15. Harold Horder
When rugby league was in its infancy in Australia, there were only a few players with the ability to set the crowd alight every time they touched the ball.
The unpredictable ''Dally'' Messenger was one but perhaps not even he had the electric footwork and prolific try-scoring ability of Harold Horder.
The NSWRL's Rugby League Annual of 1928 said of him: ''If he is not the greatest of all rugby league footballers, he is unquestionably the greatest of all wing three-quarters''.
The flying winger from South Sydney burst onto the scene in 1912 in an end-of-season match against Glebe.
On one of his first touches of the ball, he ran 90 metres, beating defender after defender with a swerving, sidestepping run to the line. The try was the first of more than 200 that Horder would score in his senior career.

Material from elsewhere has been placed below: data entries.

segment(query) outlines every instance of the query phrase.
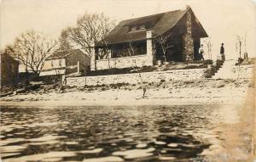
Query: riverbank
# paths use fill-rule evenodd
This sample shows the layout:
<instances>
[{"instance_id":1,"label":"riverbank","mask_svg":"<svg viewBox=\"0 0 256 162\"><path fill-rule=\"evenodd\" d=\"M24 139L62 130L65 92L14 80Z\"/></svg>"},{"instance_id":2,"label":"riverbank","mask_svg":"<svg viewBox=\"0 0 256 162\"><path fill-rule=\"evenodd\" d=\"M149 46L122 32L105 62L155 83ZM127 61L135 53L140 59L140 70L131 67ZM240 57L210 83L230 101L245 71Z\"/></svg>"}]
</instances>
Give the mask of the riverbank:
<instances>
[{"instance_id":1,"label":"riverbank","mask_svg":"<svg viewBox=\"0 0 256 162\"><path fill-rule=\"evenodd\" d=\"M146 87L143 97L143 88ZM252 81L212 80L172 81L155 83L115 84L95 87L42 86L37 91L1 98L1 104L71 105L186 105L202 103L242 103Z\"/></svg>"}]
</instances>

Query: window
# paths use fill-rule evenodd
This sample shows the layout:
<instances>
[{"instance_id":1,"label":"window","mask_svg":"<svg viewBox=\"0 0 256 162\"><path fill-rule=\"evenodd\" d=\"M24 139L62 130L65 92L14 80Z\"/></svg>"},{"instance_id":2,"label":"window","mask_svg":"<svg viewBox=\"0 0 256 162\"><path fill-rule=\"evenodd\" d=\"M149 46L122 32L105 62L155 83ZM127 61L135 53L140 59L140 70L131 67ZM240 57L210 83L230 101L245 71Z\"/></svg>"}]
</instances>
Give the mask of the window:
<instances>
[{"instance_id":1,"label":"window","mask_svg":"<svg viewBox=\"0 0 256 162\"><path fill-rule=\"evenodd\" d=\"M140 26L140 30L144 30L144 29L146 29L146 25L142 25Z\"/></svg>"},{"instance_id":2,"label":"window","mask_svg":"<svg viewBox=\"0 0 256 162\"><path fill-rule=\"evenodd\" d=\"M131 31L136 31L137 30L137 26L132 26L131 28Z\"/></svg>"},{"instance_id":3,"label":"window","mask_svg":"<svg viewBox=\"0 0 256 162\"><path fill-rule=\"evenodd\" d=\"M61 67L61 64L62 64L62 60L60 59L60 60L59 60L59 66L60 66L60 67Z\"/></svg>"}]
</instances>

The son of a leading runner, Horder honed his skills in regular training sessions in Moore Park, where he would practice sprints and starts.

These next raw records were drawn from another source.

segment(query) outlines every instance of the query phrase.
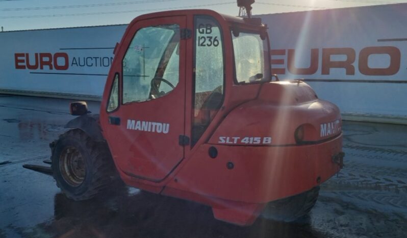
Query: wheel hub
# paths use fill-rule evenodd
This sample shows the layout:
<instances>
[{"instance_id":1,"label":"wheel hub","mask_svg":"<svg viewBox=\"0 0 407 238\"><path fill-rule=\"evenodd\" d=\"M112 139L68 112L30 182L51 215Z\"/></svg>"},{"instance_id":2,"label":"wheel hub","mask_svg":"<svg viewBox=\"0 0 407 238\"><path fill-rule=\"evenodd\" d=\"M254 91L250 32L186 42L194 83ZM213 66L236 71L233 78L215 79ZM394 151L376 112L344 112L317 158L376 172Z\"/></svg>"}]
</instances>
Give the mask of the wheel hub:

He went on to play for Souths and Norths in a 13-year career in the premiership, represented New South Wales 20 times and played 13 Tests for Australia.
When he retired he had a career tally of 239 tries from just 194 matches, a strike-rate well over a try per game at all levels of senior football.

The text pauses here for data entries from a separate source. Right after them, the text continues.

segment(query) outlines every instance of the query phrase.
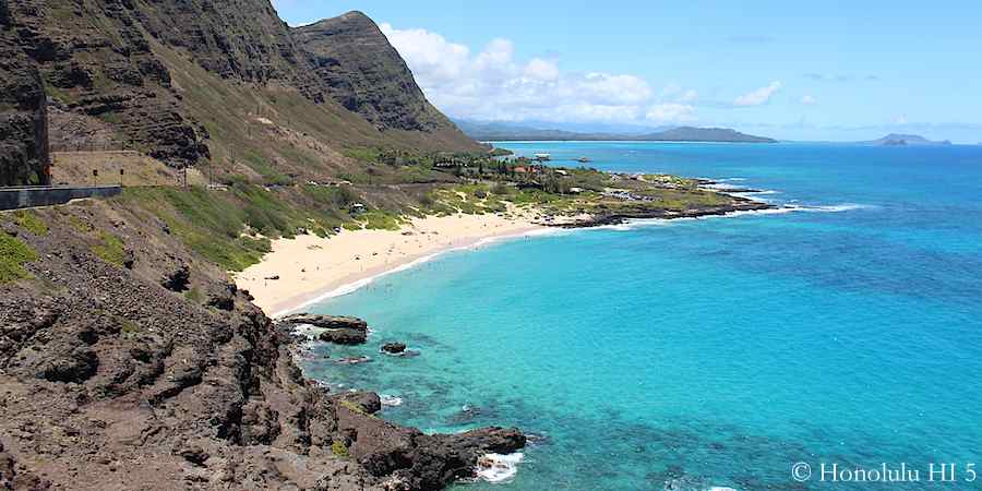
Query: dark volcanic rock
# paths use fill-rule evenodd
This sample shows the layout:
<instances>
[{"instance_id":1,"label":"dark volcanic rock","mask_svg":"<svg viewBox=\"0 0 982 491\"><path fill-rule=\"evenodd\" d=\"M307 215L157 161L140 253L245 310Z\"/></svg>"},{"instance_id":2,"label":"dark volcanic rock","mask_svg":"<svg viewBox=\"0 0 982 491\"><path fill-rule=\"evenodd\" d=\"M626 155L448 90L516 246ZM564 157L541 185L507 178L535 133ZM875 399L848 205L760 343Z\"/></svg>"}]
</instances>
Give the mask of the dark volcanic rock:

He won premierships with Souths and Norths and formed a dynamic partnership with another prolific try scorer, Cec Blinkhorn.
Clubs: South Sydney 1912–19, 1924; North Sydney 1920–23; Coorparoo 1925–26.
Club landmarks: Won premierships with Souths 1914, 1918; Norths 1921–22; Scored 152 tries in 136 premiership games.
Games for NSW: 20 (1913–24).
Games for Queensland: One (1925).
Tests for Australia: 13 (1914–24).
Representative landmarks: Kangaroo tour 1921–22; Australian tour of New Zealand 1919; Scored 35 tries in 25 games on 1921–22 Kangaroo tour.